Em que estado se encontra o Cemitério Militar Português de Richebourg. Será que há algo a fazer?

É preciso permanentemente cuidar dos cemitérios. Os cemitérios, como quaisquer outros lugares, degradam-se se não se tiver a devida atenção. Há um trabalho permanente que é sempre preciso fazer, é verdade que quando cá venho, as pessoas dizem-me: “é preciso fazer isto, é preciso fazer aquilo”. Com certeza que têm razão. Por outro lado, vendo aqui à volta, vejo que nós temos aqui um cemitério de grande respeitabilidade. Com certeza tem que haver um investimento para que os pequenos arranjos sejam consertados, mas estou orgulhoso pela maneira como tem sido possível manter o cemitério. Sabemos que em 2018 houve um grande investimento de reparação e terá de continuar.

 

Há necessidade de despender aqui algum dinheiro. Mas será que a população portuguesa verá isso com bons olhos? Não vai dizer que vale mais se ocuparem dos vivos do que dos mortos?

Faz parte da nossa sociedade a consciência sobre o nosso passado. É muito importante termos a consciência sobre o passado. É verdade que há necessidade de encontrar equilíbrio, temos de responder a tantas e tantas necessidades do presente e dos vivos, contudo faz parte também do nosso humanismo ter um olhar atento ao passado, até porque se não nos lembrarmos do passado tão facilmente corremos o risco de repetirmos os erros desse mesmo passado. Esse investimento não só é um investimento na memória como é um investimento no futuro.

 

Quer aqui deixar uma mensagem para os familiares dos que aqui têm ascendentes e para quantos queiram aqui vir visitar o cemitério?

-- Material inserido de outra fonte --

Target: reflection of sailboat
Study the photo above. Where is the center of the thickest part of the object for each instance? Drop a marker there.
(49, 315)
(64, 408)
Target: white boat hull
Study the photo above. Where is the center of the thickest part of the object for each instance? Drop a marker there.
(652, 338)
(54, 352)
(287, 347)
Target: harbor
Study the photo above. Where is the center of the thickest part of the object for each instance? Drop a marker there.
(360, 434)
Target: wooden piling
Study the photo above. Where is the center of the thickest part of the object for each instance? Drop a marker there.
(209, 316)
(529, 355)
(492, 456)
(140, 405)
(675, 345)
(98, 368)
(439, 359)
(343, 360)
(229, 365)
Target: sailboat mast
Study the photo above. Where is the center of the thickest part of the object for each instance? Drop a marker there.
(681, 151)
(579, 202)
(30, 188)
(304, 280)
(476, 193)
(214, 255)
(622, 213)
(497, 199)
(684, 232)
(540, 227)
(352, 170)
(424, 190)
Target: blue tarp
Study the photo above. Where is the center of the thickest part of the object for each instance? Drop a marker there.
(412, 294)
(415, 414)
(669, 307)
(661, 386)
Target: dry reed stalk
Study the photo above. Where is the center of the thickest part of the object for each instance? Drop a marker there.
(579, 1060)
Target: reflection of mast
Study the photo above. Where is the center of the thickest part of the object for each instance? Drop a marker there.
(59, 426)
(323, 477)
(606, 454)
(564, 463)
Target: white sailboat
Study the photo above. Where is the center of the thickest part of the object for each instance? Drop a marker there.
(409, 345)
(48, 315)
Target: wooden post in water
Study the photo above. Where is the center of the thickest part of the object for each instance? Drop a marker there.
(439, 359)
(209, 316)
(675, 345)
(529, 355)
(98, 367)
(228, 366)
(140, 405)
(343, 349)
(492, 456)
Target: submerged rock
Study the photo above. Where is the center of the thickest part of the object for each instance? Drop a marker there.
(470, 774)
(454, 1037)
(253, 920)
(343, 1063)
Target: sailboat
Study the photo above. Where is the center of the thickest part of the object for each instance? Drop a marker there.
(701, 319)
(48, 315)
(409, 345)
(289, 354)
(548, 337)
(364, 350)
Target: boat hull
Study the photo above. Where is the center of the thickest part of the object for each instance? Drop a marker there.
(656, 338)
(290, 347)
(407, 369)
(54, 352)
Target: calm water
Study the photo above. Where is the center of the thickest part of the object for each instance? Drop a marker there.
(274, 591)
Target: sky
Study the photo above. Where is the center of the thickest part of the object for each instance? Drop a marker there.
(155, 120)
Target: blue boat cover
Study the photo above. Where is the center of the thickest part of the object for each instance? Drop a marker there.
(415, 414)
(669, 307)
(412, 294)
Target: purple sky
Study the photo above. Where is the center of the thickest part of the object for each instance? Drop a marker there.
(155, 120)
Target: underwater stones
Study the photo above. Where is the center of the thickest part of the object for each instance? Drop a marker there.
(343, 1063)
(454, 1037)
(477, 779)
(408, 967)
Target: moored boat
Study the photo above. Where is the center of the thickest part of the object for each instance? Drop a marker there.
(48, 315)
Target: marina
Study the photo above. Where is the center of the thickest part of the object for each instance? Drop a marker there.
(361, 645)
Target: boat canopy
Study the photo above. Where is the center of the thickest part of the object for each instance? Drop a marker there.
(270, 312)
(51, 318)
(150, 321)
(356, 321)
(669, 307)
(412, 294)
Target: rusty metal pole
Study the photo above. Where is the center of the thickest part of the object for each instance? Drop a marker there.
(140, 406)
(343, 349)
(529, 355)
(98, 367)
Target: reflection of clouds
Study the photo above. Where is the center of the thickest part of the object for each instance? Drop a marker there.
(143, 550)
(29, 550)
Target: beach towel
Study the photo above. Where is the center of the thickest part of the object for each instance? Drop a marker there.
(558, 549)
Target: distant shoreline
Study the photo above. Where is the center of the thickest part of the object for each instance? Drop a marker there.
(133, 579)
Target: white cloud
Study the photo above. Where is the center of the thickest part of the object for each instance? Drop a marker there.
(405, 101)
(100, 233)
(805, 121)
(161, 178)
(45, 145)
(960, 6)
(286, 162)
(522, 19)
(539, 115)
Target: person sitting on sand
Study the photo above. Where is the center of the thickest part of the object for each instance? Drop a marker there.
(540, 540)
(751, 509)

Devem fazê-lo, devem vir visitar, vejo aqui algumas marcas de familiares que aqui têm vindo visitar. Isso vem sublinhar a presença destes soldados mortos na nossa sociedade de hoje. Penso que no nosso dia-a-dia, nas famílias, ainda há esta recordação e fico satisfeito que alguns possam vir aqui visitar. Espero que logo que a pandemia nos permita, que haja um fluxo mais intenso de pessoas a visitar aqui os seus antepassados.

 

O turismo de memória é algo que se vai desenvolver nos próximos anos?

Eu penso que sim. As pessoas têm cada vez mais consciência destes locais para a nossa sociedade de hoje, logo ganha uma pertinência diferente, que talvez as pessoas não tenham registado há cinquenta anos atrás. É muito positivo, o facto de termos hoje mais consciência do que há cinquenta anos atrás.